I now have to head south and east. Heading east in the USA always seems slightly odd to me – ‘Go west young man, go west! And grow up with the country’.
I’m heading for the Joshua Tree National Park, but I haven’t got there yet, where I have unfinished business with roadrunners.
On my way I have seen Altamont Pass and its eagle-killing wind turbines, commented on someone’s accent and identified that snake I told you about.
Altamont Pass is across the Bay from San Francisco and has the reputation for being the raptor-killingest windfarm in the world. When you see it you aren’t surprised as it is chock-full of windfarms – hundreds, actually thousands, of them. And they are mostly small and old and they appear, from the road, to form an almost impenetrable barrier to birds migrating through the pass.
And birds do migrate through the pass although my knowledge of west-coast raptor migration is very slight.

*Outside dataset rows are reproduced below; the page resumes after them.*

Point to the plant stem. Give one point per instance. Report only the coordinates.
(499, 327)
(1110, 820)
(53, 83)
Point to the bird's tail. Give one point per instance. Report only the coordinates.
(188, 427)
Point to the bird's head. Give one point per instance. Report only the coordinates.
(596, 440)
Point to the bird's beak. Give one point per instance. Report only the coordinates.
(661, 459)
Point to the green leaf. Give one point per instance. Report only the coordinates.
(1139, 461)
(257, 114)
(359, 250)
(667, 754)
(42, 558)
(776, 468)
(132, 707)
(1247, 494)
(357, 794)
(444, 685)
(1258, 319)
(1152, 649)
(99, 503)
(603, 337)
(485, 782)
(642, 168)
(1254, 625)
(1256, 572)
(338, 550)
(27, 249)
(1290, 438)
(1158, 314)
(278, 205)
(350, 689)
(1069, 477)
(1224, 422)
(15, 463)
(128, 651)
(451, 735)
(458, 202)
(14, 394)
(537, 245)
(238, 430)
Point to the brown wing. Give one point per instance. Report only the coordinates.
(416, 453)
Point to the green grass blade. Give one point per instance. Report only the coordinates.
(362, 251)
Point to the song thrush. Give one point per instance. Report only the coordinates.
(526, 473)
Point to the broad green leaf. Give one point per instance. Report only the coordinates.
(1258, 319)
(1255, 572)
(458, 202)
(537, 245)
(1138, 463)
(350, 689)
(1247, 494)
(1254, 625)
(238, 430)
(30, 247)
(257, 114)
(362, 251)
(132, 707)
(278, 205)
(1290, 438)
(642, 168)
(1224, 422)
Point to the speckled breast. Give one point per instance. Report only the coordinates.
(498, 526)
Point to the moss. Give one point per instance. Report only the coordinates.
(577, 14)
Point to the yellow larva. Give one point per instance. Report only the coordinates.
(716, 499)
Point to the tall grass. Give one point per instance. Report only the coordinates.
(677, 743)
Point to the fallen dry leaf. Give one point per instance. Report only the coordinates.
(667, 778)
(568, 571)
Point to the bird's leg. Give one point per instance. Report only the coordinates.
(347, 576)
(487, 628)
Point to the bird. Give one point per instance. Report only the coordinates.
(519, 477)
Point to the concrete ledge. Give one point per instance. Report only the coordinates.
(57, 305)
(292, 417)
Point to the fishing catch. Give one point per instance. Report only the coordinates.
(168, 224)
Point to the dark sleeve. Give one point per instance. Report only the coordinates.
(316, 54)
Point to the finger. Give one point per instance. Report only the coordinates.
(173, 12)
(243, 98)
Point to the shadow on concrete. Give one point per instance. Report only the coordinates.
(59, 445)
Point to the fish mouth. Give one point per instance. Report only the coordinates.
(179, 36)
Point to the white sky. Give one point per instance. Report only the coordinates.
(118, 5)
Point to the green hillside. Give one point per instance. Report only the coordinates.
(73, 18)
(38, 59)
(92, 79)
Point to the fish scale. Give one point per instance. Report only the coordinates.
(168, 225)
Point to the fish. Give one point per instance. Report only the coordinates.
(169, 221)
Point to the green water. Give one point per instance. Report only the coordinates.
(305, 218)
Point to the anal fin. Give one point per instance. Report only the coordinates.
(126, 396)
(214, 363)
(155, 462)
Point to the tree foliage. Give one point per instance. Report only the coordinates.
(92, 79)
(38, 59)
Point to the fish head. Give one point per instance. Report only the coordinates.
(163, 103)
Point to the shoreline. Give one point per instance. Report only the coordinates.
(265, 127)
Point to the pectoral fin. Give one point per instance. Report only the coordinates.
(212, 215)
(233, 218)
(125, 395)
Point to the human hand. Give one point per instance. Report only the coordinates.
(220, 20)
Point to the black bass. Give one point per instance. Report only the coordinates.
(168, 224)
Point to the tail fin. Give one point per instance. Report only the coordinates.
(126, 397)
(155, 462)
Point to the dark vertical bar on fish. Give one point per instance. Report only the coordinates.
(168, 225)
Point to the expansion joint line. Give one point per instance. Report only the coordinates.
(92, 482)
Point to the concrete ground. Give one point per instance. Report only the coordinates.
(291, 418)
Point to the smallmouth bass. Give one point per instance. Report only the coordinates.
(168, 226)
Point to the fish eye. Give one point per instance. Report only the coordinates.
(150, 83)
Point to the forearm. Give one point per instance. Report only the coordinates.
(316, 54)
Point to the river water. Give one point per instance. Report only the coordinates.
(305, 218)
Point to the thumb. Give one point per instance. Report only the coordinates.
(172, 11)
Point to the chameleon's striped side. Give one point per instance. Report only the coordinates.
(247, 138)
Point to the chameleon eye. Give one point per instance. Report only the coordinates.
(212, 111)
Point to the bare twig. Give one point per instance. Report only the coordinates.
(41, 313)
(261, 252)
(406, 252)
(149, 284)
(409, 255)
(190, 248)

Interesting to see and the impression is that there is nowhere remotely similar in the UK (and long may it remain) as there is nowhere with the density of turbines (as far as I know) of old design and in a migration hotspot. So, Altamont Pass is a warning for us all but it doesn’t translate very easily into the UK situation.
I filled up with gas on the freeway and as my UK credit cards rarely work in the pumps outside I usually have to have a conversation inside. This time it was with a Hispanic-looking lady who had an accent that seemed as if it was off the west coast of Scotland. This was how our conversation went:
Me: ‘Interesting accent’
Her: ‘Got hit by a car a long time ago’
Me: ‘Sounds quite Scottish’
Her: ‘Get told that a lot’.
Her first answer had made me feel a little uncomfortable for raising the subject, but I’d thought I was just being friendly, and her second answer made it clear that this wasn’t a subject on which to linger.
Fair enough. I wonder what it is like being Hispanic in California and sounding as though you are from Oban?
And further on I decided to stop at a ‘Rest Area’ for a rest and to use the facilities. Amazingly thee was a poster outside entitled ‘North American snakes’ which revealed to me, and I have done some internet checking too, that the snake I saw the other day was a copperhead – pretty, and pretty poisonous too. Good job I didn’t give it a cuddle then.